When using the method of Wilson and McVean (2006) we use the same settings as by Nunes et al. (2006) and Vieira et al. (2008b). Briefly, 250,000 iterations were performed and a burn-in of 25,000 was used. Both an objective and a subjective prior specification approach was used and the results were checked for convergence. In the subjective approach the values used as priors reflect the prior belief that there is little recombination in the data set, as by Nunes et al. (2006).

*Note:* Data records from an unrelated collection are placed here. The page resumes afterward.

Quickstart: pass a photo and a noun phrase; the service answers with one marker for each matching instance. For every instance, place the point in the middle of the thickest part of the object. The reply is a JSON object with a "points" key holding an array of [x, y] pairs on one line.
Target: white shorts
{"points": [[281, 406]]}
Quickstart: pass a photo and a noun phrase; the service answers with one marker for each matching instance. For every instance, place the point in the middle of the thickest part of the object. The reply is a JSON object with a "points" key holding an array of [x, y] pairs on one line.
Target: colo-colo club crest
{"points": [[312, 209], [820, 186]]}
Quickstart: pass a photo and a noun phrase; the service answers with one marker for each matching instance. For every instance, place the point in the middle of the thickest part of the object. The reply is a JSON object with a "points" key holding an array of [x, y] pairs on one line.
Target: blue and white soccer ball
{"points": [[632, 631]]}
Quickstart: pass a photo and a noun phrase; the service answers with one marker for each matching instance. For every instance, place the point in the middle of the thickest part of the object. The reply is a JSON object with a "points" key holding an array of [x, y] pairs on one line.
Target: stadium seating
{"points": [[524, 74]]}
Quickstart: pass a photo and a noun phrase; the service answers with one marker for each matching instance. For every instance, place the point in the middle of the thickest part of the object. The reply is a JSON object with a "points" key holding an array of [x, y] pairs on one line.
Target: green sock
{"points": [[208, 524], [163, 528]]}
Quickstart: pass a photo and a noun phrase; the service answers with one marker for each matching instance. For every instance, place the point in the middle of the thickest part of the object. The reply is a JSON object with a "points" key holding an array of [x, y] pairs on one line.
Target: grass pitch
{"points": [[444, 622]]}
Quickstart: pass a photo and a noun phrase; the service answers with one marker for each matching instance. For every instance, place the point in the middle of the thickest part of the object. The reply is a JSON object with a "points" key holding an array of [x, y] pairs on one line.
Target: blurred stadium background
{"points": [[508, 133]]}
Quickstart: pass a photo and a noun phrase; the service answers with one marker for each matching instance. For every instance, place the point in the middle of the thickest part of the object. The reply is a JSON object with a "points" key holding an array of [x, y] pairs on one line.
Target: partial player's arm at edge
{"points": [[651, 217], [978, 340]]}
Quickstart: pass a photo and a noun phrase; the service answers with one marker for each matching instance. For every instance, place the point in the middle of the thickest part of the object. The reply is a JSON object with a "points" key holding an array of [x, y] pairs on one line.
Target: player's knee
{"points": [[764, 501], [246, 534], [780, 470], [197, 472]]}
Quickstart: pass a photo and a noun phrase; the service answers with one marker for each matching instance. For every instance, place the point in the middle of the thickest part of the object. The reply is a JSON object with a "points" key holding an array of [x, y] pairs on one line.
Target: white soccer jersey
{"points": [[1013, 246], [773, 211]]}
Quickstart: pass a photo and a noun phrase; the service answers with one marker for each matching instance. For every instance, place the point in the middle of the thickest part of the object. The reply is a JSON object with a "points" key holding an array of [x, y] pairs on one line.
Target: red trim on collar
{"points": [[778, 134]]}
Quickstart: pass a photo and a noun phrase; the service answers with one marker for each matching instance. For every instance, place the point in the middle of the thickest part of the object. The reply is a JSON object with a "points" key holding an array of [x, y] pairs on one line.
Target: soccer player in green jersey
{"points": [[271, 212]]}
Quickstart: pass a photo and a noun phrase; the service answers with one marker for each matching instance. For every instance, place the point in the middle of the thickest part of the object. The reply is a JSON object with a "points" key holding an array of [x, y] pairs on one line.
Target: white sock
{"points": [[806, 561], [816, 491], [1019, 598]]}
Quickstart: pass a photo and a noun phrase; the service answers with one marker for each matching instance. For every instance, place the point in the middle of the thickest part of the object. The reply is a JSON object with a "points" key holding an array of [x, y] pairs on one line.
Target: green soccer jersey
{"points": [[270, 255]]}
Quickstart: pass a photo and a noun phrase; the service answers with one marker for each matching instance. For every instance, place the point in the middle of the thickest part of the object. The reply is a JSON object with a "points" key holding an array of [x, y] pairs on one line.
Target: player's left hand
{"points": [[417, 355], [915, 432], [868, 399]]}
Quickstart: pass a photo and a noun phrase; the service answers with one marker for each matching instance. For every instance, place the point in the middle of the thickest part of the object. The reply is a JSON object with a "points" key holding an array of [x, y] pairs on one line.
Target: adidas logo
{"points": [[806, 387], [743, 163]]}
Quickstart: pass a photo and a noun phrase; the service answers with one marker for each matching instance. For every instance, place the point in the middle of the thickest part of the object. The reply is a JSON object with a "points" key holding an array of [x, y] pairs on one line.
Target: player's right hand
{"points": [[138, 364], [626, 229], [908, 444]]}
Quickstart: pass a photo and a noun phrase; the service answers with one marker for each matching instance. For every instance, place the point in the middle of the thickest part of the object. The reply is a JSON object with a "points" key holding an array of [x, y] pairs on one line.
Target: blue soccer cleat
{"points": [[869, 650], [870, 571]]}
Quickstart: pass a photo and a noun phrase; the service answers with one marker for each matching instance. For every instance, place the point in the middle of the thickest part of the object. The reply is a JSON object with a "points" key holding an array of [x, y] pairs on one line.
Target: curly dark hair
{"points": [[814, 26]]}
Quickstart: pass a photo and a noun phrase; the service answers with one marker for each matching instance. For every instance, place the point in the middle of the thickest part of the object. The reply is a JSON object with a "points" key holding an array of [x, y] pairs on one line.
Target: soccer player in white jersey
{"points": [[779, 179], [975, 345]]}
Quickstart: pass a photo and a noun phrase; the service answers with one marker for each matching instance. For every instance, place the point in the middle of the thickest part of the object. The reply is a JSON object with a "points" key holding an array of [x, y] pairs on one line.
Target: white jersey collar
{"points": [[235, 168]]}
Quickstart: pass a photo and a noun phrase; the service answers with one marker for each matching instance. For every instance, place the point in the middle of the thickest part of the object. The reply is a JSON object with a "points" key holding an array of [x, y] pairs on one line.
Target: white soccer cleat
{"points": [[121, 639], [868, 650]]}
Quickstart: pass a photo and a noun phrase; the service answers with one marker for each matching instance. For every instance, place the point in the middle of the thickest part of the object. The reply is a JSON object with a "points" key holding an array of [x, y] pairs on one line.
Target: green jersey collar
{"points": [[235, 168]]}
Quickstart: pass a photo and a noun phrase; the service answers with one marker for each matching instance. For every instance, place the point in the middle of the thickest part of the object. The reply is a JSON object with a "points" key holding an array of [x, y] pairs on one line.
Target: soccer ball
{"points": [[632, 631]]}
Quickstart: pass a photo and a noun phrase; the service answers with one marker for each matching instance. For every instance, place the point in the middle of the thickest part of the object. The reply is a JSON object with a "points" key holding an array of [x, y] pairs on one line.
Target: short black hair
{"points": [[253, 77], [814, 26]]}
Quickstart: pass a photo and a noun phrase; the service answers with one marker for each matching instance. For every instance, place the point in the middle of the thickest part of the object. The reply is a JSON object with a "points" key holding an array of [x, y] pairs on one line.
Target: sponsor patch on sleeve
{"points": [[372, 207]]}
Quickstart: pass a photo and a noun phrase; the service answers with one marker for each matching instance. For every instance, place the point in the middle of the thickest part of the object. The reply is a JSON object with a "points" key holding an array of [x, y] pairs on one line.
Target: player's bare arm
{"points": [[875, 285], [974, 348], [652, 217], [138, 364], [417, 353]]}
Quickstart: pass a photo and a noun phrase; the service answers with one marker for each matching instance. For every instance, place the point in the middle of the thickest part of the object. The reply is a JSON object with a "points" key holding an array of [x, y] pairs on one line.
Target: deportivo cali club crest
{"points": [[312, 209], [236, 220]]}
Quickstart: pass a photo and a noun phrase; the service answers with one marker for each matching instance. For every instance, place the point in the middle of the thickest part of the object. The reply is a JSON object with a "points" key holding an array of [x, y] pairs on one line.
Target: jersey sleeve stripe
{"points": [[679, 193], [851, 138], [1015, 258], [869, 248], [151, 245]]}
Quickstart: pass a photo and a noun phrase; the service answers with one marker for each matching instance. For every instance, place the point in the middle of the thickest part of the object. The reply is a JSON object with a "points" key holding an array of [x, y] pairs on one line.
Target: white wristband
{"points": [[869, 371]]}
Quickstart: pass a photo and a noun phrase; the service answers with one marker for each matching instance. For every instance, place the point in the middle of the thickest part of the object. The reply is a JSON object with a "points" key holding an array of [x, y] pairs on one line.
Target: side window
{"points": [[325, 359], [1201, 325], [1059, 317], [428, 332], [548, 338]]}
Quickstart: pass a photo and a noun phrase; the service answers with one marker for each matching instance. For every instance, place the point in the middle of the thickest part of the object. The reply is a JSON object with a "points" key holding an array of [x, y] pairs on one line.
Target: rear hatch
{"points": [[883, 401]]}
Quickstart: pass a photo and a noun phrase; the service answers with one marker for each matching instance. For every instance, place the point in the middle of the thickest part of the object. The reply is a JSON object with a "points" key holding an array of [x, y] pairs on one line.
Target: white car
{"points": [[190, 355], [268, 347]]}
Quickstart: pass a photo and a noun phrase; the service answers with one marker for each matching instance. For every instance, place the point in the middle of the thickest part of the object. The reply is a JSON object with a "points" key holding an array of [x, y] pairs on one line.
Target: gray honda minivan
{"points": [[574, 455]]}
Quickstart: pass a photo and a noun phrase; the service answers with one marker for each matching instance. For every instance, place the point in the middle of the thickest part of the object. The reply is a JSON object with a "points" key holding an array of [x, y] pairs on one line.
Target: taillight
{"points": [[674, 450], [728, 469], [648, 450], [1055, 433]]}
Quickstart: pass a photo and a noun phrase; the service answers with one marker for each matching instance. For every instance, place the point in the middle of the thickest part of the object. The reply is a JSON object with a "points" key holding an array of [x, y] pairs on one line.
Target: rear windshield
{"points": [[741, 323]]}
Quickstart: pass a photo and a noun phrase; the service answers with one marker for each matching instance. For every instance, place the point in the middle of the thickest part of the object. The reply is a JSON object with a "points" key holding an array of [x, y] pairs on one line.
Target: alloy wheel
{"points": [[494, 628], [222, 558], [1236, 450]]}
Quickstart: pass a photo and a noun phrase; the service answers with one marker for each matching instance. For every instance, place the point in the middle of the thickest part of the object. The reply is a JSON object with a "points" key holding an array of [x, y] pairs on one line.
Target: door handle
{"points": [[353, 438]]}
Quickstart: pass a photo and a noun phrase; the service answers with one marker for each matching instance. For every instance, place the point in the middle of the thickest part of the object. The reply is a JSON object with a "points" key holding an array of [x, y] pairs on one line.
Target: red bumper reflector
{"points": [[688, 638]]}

Looking for Correlated Evolutionary Histories

Linear correlations were calculated using K a and K s values and the SPSS Statistics 16.0 software (SPSS Inc., Chicago, IL). The partition homogeneity test was performed, as implemented in PAUP* (heuristic search using as optimality criterion parsimony; 1 million replicates).

Results

Phylogenetic Analyses of SLF-Like Sequences

RNase-based GSI is thought to have arisen about 120 million years ago, before the Asteridae-Rosidae split. Thus, to make inferences on the evolution of this system, nucleotide sequences from very divergent species must be compared. Since divergent nucleotide sequences are being compared, the alignment and phylogenetic methods used may affect the conclusions that are made. Therefore, we have used three sequence alignment approaches, as well as two phylogenetic inference approaches (Materials and Methods) for each of the three resulting alignments. The phylogenetic trees obtained are shown in Supplementary Figs. S1 and S2. Based on these phylogenies we define eight sequence groups (Fig. 1; see also Supplementary Table S1). Two hundred five of 210 sequences are always classified in the same group, irrespective of the alignment and phylogenetic method used. Nevertheless, as shown in Fig. 1, the relationships between the different sequence groups differ depending on the alignment and phylogenetic method used. When only amino acid aligned positions with a score >3 are used, as suggested by Notredame et al. (2000), different phylogenetic trees are still obtained when different alignment algorithms are used (data not shown).

Fig. 1
figure 1

Schematic representations of the phylogenetic trees shown in Supplementary Figs. S1 and S2. Panel 1: using 210 complete F-box S-pollen and S-like nucleotide sequences and a fast maximum likelihood method, as implemented in GARLI (Zwickl 2006). Numbers are the percentage of times a given cluster is observed. Panel 2: using 84 complete F-box S-pollen and S-like nucleotide sequences (that represent all most divergent lineages) and a Bayesian approach (Huelsenbeck and Ronquist 2001). Numbers are posterior credibility values >0.60. The sequences were aligned using: (a) T-Coffee’s accurate alignment mode (Notredame et al. 2000); (b) T-Coffee’s express alignment mode (Notredame et al. 2000); and (c) the CLUSTALW algorithm implemented in DAMBE (Xia and Xie 2001). Based on these phylogenies we define eight sequence groups, called A to H

All phylogenies obtained here suggest that putative S-pollen sequences from Petunia, Antirrhinum, and Pyrus/Malus cluster together with sequences not involved in specificity determination, an observation previously made by Wheeler and Newbigin (2007).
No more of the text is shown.